In the case-controlled study, researchers examined the records of 5,124 women who had a miscarriage, then randomly selected records from women who had carried a normal pregnancy. Statistical analyses on the sets of records uncovered that a greater percentage of the women who had miscarried were using antidepressants, and the use of antidepressants appeared to be associated with an increased risk of miscarriage that was independent of the reason for the prescription (meaning that the association appeared to be due to the drugs and not the depression itself). The risk seemed to be highest in women using more than one class of antidepressants and in women using paroxetene and venlaxafine.
In the past, some smaller studies had hinted that the drugs may not be entirely safe during pregnancy, but results had been contradictory with some studies but not others finding a link. This latest study used a larger sample size and performed more controlled analyses, which makes the results somewhat "more robust" (as described by a researcher quoted in a Business Week article about the study).

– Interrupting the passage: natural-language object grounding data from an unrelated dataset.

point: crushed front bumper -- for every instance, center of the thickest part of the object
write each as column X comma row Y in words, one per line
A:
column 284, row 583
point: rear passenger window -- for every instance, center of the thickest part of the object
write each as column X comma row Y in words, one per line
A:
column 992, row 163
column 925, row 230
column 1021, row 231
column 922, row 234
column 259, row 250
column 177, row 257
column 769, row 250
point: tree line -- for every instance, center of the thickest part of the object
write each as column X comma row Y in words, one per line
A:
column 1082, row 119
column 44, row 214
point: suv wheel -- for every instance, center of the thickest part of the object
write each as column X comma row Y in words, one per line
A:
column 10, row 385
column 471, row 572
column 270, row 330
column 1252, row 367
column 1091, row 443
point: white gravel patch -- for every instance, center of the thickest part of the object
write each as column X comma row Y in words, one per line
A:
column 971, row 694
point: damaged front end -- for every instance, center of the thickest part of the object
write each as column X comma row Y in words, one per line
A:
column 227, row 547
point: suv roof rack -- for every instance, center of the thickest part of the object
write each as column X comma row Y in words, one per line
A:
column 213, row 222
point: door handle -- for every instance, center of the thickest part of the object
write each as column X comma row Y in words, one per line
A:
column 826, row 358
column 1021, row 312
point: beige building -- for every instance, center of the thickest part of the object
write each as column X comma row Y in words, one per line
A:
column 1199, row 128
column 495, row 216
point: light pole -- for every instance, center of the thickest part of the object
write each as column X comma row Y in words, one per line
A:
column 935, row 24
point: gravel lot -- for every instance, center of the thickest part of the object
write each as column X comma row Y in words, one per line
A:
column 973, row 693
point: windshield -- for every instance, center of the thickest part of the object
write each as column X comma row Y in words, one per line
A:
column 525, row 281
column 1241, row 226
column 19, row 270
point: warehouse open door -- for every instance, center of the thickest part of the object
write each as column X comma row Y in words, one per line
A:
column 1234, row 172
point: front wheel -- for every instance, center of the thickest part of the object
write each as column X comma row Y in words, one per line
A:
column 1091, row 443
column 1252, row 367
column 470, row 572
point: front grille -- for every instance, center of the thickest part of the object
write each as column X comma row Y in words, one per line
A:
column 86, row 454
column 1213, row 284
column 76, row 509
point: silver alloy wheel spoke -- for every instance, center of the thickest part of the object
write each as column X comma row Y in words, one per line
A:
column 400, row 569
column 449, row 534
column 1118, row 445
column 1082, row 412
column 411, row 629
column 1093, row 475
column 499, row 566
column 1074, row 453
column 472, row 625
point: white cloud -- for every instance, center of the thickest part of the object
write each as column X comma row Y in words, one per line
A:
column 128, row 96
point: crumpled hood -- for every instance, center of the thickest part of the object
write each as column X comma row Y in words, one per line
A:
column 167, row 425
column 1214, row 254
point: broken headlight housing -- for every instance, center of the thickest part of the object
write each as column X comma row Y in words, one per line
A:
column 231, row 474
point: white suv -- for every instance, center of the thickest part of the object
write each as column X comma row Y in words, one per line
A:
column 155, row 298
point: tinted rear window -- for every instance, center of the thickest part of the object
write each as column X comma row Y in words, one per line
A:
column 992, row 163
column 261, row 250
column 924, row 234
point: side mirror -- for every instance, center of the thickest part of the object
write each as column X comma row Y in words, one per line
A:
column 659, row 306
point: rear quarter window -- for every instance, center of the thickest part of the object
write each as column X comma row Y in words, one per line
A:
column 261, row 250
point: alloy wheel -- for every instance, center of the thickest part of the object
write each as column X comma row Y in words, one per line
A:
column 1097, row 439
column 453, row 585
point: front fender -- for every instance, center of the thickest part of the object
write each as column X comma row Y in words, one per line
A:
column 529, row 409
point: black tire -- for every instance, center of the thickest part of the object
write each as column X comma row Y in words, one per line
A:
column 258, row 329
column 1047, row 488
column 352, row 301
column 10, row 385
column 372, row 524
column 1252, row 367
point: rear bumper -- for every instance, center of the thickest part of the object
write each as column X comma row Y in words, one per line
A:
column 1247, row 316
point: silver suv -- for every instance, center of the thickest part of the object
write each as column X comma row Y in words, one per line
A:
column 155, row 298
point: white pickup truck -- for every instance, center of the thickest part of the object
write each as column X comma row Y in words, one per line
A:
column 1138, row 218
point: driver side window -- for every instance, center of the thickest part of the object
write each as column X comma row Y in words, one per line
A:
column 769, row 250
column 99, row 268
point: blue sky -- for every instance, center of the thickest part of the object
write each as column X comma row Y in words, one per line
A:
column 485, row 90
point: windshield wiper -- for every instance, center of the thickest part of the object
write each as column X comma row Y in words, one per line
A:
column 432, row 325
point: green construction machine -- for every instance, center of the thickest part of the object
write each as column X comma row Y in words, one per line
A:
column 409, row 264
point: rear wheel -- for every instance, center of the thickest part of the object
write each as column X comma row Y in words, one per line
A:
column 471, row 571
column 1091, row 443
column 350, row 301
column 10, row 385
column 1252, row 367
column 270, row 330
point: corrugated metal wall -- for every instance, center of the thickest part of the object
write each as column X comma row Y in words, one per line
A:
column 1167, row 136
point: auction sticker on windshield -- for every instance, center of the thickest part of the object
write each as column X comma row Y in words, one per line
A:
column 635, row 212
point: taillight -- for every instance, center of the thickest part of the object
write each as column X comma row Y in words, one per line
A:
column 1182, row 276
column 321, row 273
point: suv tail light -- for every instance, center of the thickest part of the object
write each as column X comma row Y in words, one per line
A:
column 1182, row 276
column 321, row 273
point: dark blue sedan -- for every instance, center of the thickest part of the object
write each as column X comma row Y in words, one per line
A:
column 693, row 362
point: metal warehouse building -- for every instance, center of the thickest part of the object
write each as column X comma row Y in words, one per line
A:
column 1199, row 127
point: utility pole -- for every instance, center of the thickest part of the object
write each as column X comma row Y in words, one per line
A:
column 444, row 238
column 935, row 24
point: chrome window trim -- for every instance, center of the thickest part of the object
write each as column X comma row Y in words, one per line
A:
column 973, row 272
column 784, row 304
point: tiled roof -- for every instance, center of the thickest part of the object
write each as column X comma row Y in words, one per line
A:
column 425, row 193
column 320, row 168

Nevertheless, many experts are urging caution in interpreting the results, pointing out that the results indicated women on antidepressants were 1.68 times more likely to miscarry -- less than twice as likely -- and that the benefits of antidepressants might outweigh the risks.
My own take on it would be that if this study is as "robust" as it sounds (the full text is available here), I hope this information is openly shared by doctors with women who are weighing the idea of whether to get pregnant while using antidepressants or to continue taking antidepressants when newly pregnant. I can understand the cautious viewpoint. This study is not enough to prove that the antidepressants actually caused the additional miscarriages; the finding could simply have been a correlation. There are also risks in having untreated depression during pregnancy.
But it's also a little disturbing reading some of the quotes out there where physicians are downplaying the possible added risk of miscarriage as being minimal and unimportant. If there really is a causal link, which I hope more research will investigate, I suspect many pregnant moms would not agree that a 68% increase in miscarriage risk was "no big deal," although those with severe depression might decide together with their doctors that the risk is outweighed by the benefits of using antidepressants.
I also think it should be kept in mind that there is also research that shows that miscarriages by themselves are risk factors for depression and that women with a past psychiatric history have higher risk for significant grief reactions, so one has to wonder whether a miscarriage might exacerbate the problem for women with existing depression. As there are rarely answers to what causes any specific miscarriage, there's also a tendency to grasp for explanations that seem to fit as a way to understand what happened. Thus, many moms might be prone to blaming themselves if they find out about this link after-the-fact (even though having a miscarriage while taking antidepressants does NOT mean you can assume that the antidepressants caused the miscarriage). In any case, I hope that women are allowed to make informed decisions on what they want to do and are given all the facts, both for and against the continued use of antidepressants during pregnancy.